Contudo, ao contrário de Ana, Rachel teria reagido com um misto de desdém e diversão sádica.
— Se não fosse eu a encarregada, você poderia ter sido expulsa. — Ao perceber meu semblante carregado de culpa e medo, a professora de astronomia foi suavizando a voz.
Após algum tempo lutando contra o constrangimento, expliquei o porquê de minha aventura, lamentando o fato de o zelador ter frustrado meus planos. Assim que terminei de esclarecer o ocorrido, ergui os olhos e percebi um misto de pena e repreensão no rosto da Srta.
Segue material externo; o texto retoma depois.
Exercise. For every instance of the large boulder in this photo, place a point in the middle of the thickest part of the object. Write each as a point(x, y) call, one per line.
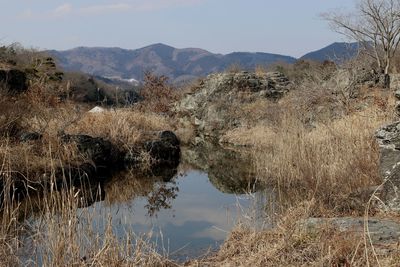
point(98, 150)
point(214, 106)
point(388, 138)
point(164, 151)
point(14, 81)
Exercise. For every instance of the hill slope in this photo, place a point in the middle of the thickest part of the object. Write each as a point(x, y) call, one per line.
point(161, 59)
point(336, 52)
Phoenix.
— Não precisa me olhar assim. — Rosnei, fazendo-a soltar uma gargalhada ressoante.
— Eu teria duvidado dessa explicação em outras circunstâncias, mas vindo de uma Magno não é nada improvável. — Então o sorriso desapareceu e ela retomou a seriedade. — Ainda assim, você e a sua casa vão pagar pela violação. Fique longe de confusões e talvez eu consiga com que a penalidade não seja tão pesada quanto deveria.
✧✧✧
Chegando no dormitório, fui recepcionada com um misto de indignação e fascinação. Contei como acertei o zelador com um feitiço proibido, adicionando detalhes sanguinolentos e exagerados. Isto por si só desencorajou meus colegas a me incomodarem por causa da perda de pontos. Fui dormir sem me preocupar com qualquer espécie de ameaça.
No outro dia, acordei com um calombo na cabeça e uma série de hematomas decorrentes da 'tempestade de livros'. Não fosse isso suficientemente ruim, fui caçoada por alunos de outras casas e descobri que minha casa perdera uma quantidade considerável de pontos.
Para fechar o ciclo da desgraça, Anastasia veio me buscar, logo na madrugada seguinte, em meu dormitório. Com um pouco de pesar tendencioso, ela me conduziu até o corujal e informou que meu castigo seria passar a noite limpando cocô de pássaro (e levando bicadas esporádicas de corujas mal humoradas).